Plover Found 9 Errors in the UC Irvine AI4I Predictive Maintenance Dataset

Finding errors in the code behind the synthetic data

2024-11-20 by Baxter Eaves in [data science, data quality, plover]

TL;DR: Plover found nine mislabeled records. Download the cleaned data here. Try Plover in your browser here.

I believe most, if not all, of the people I know who work with data would agree that all real-world datasets of substance have errors. But under what conditions could (or should) a datasets not have errors? In the machine learning space, one way we get around the messiness and sparsity of real-world data is by building computer programs to programatically generate synthetic data. You may think "surely data generated by a program would be, by definition, error free, right?" Wrong.

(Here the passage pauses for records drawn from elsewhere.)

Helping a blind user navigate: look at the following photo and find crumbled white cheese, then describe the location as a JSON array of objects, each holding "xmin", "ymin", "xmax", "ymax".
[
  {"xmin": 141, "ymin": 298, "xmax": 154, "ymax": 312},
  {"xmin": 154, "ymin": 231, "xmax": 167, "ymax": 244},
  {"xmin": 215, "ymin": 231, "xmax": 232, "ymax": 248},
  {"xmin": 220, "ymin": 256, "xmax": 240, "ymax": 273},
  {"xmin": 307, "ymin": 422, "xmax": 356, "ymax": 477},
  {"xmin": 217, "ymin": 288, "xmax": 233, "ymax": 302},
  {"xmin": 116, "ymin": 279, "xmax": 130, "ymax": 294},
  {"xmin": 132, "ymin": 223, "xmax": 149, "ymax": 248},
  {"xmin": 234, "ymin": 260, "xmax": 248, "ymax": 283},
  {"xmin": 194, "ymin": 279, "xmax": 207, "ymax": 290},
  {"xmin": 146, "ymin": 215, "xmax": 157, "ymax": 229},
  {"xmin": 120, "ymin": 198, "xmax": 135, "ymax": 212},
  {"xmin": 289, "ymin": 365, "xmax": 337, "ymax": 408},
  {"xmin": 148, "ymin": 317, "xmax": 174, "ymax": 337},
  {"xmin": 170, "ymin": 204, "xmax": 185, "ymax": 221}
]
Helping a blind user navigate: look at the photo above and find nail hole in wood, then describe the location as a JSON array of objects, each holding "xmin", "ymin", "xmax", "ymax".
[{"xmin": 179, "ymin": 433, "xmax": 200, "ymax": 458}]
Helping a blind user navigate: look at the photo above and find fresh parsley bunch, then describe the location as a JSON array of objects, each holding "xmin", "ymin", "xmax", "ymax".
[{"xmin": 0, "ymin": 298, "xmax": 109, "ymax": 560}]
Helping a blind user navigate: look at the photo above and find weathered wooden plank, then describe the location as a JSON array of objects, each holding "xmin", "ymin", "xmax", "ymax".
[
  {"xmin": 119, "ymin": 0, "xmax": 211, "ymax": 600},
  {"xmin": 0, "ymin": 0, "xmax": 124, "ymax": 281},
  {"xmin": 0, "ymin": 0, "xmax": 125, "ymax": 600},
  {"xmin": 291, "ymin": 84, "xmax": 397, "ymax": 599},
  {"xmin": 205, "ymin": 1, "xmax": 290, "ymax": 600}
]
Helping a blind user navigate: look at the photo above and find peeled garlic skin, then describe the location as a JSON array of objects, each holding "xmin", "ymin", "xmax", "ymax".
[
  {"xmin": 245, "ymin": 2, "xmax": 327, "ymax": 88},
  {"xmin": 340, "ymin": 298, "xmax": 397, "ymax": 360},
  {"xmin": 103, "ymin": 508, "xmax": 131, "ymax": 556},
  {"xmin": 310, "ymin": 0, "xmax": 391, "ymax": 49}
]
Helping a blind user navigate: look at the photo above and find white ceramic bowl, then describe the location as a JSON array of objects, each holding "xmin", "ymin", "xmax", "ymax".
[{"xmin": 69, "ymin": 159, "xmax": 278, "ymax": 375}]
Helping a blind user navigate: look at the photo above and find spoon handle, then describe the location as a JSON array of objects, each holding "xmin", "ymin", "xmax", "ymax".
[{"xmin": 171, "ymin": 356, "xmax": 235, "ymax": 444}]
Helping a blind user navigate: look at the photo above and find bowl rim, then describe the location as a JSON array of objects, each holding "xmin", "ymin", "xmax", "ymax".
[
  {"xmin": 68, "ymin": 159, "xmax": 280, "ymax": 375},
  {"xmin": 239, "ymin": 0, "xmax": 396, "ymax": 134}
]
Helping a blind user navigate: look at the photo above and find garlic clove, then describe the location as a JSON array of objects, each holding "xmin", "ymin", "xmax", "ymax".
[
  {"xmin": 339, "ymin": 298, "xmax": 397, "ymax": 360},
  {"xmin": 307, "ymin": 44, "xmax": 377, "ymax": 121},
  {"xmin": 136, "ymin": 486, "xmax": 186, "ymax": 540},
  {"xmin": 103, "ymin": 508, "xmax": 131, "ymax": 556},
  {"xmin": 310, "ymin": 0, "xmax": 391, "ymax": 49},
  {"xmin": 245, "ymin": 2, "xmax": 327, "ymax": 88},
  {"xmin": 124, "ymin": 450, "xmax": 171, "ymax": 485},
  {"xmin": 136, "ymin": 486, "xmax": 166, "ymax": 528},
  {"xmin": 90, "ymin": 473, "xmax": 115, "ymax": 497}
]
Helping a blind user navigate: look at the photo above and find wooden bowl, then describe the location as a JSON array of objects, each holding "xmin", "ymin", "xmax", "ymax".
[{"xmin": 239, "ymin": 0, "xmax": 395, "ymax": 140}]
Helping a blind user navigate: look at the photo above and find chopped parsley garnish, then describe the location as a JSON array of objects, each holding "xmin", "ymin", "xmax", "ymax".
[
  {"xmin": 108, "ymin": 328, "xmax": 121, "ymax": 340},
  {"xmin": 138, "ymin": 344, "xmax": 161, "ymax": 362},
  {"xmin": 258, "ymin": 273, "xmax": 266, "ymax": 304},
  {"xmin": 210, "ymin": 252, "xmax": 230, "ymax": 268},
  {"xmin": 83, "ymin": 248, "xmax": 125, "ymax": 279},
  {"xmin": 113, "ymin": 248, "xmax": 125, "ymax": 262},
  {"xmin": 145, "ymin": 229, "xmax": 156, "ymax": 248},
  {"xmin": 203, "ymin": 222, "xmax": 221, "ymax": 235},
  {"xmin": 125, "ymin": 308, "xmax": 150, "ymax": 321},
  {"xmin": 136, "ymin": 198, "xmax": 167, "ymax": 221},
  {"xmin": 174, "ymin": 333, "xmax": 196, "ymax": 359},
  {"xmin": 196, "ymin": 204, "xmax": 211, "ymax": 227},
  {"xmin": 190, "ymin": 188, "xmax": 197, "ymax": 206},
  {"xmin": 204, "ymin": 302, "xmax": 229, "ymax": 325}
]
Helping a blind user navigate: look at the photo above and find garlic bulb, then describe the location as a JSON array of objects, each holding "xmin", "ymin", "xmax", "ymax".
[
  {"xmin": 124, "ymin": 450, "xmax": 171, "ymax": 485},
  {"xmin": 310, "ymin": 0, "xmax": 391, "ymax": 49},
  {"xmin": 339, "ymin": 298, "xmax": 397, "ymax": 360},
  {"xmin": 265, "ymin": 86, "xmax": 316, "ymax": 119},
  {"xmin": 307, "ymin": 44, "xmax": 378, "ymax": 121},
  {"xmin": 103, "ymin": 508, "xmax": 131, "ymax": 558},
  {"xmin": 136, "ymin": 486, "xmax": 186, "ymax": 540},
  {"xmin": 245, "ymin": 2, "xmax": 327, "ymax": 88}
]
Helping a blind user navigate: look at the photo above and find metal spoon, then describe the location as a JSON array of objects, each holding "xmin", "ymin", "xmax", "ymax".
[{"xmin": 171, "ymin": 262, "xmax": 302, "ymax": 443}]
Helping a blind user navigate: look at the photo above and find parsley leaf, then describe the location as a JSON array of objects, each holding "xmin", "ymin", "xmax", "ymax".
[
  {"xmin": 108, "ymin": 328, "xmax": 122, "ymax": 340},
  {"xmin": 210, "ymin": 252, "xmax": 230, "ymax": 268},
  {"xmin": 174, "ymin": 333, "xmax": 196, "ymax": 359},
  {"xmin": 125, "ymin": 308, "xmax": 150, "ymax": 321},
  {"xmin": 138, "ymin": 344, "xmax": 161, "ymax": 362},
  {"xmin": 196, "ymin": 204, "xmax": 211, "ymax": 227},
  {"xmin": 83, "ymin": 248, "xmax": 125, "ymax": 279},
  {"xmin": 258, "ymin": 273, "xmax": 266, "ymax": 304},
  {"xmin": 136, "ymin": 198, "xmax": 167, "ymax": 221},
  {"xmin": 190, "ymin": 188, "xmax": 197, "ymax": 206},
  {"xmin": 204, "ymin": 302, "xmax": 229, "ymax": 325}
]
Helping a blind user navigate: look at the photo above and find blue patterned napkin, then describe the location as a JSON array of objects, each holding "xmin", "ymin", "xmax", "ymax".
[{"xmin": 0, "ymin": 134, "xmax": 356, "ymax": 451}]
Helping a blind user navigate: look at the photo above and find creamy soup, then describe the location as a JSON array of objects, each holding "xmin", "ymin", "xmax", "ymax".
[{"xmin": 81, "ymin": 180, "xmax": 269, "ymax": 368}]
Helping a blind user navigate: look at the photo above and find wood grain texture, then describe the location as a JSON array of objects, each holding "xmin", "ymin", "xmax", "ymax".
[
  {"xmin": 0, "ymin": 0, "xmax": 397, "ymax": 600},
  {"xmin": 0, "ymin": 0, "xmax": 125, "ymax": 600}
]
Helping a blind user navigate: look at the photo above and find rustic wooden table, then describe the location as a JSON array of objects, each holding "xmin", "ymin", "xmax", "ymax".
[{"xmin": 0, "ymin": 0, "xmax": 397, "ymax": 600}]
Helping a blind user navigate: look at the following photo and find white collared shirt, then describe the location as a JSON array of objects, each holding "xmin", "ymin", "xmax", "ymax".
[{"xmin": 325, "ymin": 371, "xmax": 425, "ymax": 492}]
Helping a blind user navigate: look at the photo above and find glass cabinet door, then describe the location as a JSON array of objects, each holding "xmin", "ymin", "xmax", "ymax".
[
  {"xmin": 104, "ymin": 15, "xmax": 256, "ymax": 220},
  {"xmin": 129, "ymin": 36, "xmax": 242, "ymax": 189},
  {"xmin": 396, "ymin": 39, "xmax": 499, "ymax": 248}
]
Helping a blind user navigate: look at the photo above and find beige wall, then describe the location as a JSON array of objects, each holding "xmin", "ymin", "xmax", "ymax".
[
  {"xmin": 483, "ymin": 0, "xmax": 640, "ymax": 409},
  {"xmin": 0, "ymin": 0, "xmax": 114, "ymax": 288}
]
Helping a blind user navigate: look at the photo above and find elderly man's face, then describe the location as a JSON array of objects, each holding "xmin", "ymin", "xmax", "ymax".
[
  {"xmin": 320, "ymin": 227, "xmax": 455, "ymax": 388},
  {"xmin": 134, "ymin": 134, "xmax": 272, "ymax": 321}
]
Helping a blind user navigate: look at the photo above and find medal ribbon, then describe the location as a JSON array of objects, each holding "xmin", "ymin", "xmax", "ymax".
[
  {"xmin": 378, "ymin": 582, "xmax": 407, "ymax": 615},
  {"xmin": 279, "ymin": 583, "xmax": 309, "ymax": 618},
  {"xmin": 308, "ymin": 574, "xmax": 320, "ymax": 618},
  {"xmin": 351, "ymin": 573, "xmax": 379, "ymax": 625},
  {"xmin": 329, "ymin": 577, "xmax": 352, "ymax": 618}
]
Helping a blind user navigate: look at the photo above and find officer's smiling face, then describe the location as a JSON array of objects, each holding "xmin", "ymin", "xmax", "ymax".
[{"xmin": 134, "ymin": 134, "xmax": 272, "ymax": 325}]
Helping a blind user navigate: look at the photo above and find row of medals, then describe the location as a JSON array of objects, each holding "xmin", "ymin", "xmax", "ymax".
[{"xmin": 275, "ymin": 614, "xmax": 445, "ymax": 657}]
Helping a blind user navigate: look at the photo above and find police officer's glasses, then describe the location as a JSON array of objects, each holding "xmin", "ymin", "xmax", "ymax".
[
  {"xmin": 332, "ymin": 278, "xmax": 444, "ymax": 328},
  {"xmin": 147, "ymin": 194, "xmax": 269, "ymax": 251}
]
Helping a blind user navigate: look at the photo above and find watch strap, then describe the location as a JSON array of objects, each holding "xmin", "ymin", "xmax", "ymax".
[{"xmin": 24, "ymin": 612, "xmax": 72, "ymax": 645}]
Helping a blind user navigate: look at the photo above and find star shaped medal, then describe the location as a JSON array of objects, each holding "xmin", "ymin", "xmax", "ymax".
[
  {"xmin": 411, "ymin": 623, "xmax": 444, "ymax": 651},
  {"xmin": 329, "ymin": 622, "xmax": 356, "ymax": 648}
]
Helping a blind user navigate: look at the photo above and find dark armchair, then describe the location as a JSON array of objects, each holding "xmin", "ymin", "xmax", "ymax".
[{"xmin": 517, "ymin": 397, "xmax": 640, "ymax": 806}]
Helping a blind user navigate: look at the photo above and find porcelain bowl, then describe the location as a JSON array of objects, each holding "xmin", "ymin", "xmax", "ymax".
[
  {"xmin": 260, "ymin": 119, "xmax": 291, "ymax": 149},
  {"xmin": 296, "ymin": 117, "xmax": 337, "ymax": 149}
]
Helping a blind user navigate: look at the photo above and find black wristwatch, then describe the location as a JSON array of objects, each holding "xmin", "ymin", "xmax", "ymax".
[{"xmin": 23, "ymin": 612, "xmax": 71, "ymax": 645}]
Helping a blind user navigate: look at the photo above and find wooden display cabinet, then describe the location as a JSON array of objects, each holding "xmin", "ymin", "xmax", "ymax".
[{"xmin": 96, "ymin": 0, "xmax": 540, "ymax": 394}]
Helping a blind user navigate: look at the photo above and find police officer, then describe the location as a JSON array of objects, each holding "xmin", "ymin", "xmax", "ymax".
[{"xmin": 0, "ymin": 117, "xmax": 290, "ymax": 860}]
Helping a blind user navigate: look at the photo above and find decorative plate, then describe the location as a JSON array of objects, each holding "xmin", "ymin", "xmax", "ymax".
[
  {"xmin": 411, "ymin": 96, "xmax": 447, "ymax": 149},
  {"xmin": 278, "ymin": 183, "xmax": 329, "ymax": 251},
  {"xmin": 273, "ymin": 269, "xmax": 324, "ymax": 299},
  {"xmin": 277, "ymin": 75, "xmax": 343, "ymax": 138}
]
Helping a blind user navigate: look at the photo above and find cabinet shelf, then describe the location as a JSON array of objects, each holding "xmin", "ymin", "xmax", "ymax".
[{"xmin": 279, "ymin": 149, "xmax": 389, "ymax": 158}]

There is a subtle distinction that often gets overlooked by the data quality community. Your data are true. No matter how "bad" they are. The data were generated by the true data generating process and ended up in your database. So-called "erroneous" data isn't in fact erroneous but is evidence of an error in the data process. Maybe someone fat-fingered something, maybe units were not normalized across sources. In the latter case, the erroneous data actually reflect erroneous code.

Here we'll show how we used Plover to identify errors in (the code that generated) a highly curated synthetic dataset in one of the most used repositories for clean machine-learning-ready data: the UCI Machine Learning Repository AI4I 2020 Predictive Maintenance Dataset.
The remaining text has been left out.